Per fare degli esempi: quanto vale la sovranità energetica del Paese? Oppure, la salubrità dell’aria delle regioni padane deve ripagarsi con l’ecobonus? E nessuno si sognerebbe di dire che l’istruzione o la sanità si devono ripagare da sole.

Davvero è venuto il momento di voltare pagina. Non si vorrebbe più sentir parlare di buchi e di voragini.
Anche perché oggi finalmente disponiamo delle conclusioni dell’Indagine parlamentare conoscitiva sugli effetti macroeconomici degli incentivi fiscali in materia edilizia e sappiamo, per esempio: - che, pur nella severità di giudizio rispetto ad alcune impreviste conseguenze dell’adozione massiva del Superbonus, la Banca d’Italia “ha evidenziato come si possa stimare che il costo netto per le finanze pubbliche delle agevolazioni introdotte nel 2020 sia comunque di circa la metà del loro valore”
- e che l’Ufficio Parlamentare di Bilancio ha rilevato che i meccanismi alternativi alla fruizione diretta delle detrazioni fiscali (il da molti vituperato “sconto in fattura”) “hanno favorito l’accesso al superbonus di beneficiari a basso reddito, spesso privi della necessaria capienza fiscale e con maggiori difficoltà di accesso al credito, favorendo quindi una più equilibrata distribuzione delle risorse”
- e che la relazione conclusiva dell’Indagine auspica che siano compiute “scelte che assicurino ai cittadini e agli operatori economici un orizzonte di riferimento sufficientemente stabile nel medio periodo e che introducano pertanto regimi agevolativi che possano essere mantenuti nel tempo, al fine di supportare gli obiettivi specifici che essi intendono perseguire”.

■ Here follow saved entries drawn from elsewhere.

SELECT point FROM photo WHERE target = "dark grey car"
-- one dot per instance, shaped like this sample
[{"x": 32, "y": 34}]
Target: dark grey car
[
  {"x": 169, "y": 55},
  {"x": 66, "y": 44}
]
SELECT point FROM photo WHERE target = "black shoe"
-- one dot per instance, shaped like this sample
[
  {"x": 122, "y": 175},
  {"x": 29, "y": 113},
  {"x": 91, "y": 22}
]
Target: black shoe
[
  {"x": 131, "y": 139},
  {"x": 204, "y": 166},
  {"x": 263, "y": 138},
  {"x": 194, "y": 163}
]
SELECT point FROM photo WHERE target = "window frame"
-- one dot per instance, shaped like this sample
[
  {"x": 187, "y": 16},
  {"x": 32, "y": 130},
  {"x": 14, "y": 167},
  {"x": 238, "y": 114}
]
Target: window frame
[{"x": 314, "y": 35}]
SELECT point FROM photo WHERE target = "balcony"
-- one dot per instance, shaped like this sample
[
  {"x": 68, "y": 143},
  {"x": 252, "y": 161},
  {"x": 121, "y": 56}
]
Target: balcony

Il sistema degli incentivi è a un punto di svolta. Alla fine del 2024 scadranno tutte le misure “temporanee”, inclusi Ecobonus e Sismabonus, con poche eccezioni che termineranno un anno dopo.
Contestualmente, si recepirà nell’ordinamento nazionale l’aggiornamento della direttiva sulla prestazione degli edifici (EPBD recast 4), con i suoi sfidanti obiettivi faticosamente negoziati dalle diverse sensibilità politiche in seno al Trilogo europeo.
È evidente che le due cose sono incompatibili.
Inoltre, con un cronoprogramma molto articolato, moltissimi aspetti tecnici della normativa devono essere aggiornati: - le definizioni di edificio “a energia quasi zero” e “a emissioni zero”
- i nuovi requisiti minimi prestazionali
- le nuove classi energetiche
- il nuovo sistema di certificazione energetica
- i nuovi livelli ottimali di prestazione in funzione dei costi…

E ce n’è tanti altri.
Parallelamente, deve essere definito il percorso italiano all’efficienza energetica dell’edilizia, con l’aggiornamento del PNIEC e la definizione del Piano Nazionale di Ristrutturazione.
Insomma, c’è il rischio concreto che si blocchi tutto per alcuni anni, in attesa che dal cielo giunga il sistema perfetto.
Potrebbe essere forte la tentazione di consegnare il problema alla prossima legislatura.
Affinché non vada così, occorre cominciare a pensare subito alle misure di accompagnamento che potranno essere attivate fin dal 2025.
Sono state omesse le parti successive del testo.